Much of her instruction was received at home, under the care of a governess, though she was also educated in the public schools of Greenleaf.

In religion, she was Baptist.

==Career==
At the age of 16, she began to teach.

In 1852, she married Alfred Hitchcock. They had one son and one daughter.

For some time after, she continued to teach. In 1857, her husband was ordained to the ministry and became not only a teacher of the gospel, but also an advocate of temperance reform. When the Civil War occurred, they were living in Kansas, having moved to that State in 1859.

Wakelin was imbued with ultra Union and anti-slavery sentiments. She was enthusiastic for the cause and the soldier, and was ready to help out in every possible way. At that time, many of the leaders passed through their town to Osawatomie, Kansas to form the Republican Party, and she housed and fed 50 of them in one night, among them Horace Greeley, and spent the hours of the night in preparing their food for the next day.

As first assistant and county superintendent of schools, she and her husband divided Phillips County, Kansas, into school districts and started a number of schools. Afterwards removing to Fremont, Nebraska, where her husband accepted a pastorate, she became an enthusiastic member of the WCTU, and, impressed with the idea that a State organization was necessary for its lasting influence, she was in 1874 the projector of the movement that resulted in the State organization.

She subsequently removed to California, where Rev. Hitchcock died in 1878. Returning to Nebraska, she filled several positions in the WCTU, becoming State president in 1888, and holding that office for six years. Since accepting the Nebraska State presidency in 1888, she traveled continually over the State, organizing unions, attending conventions, and delivering many talks. She assisted in the great Prohibition campaign in Kansas. I

She was called to Sioux City, Iowa, on account of the death of her cousin, George G. Haddock, the circumstances of whose untimely murder at the hands of a drunken man caused general indignation and horror. Over his dead body, she promised the sorrow stricken widow to devote the remainder of her life to the eradication of alcohol, and she fulfilled her promise.

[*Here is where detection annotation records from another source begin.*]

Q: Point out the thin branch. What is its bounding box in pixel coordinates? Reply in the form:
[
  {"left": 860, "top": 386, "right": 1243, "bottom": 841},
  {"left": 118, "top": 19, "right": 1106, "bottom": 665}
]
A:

In 1894, she married Wilson Wakelin.

At the time of her death, she held the position of State superintendent of Mothers’ Meetings.

==Death==
Mary A. Hitchcock Wakelin was murdered by her husband while she was sleeping at their home in Fremont, Nebraska, February 25, 1900. Shortly after, he committed suicide about a mile away at the cemetery where his first wife was buried. Mary had been ill for some time and was in a weakened condition physically. It had been common talk for some years that Wilson and Mary did not get along together; the couple had quarreled over the division of property, Wilson being very rich.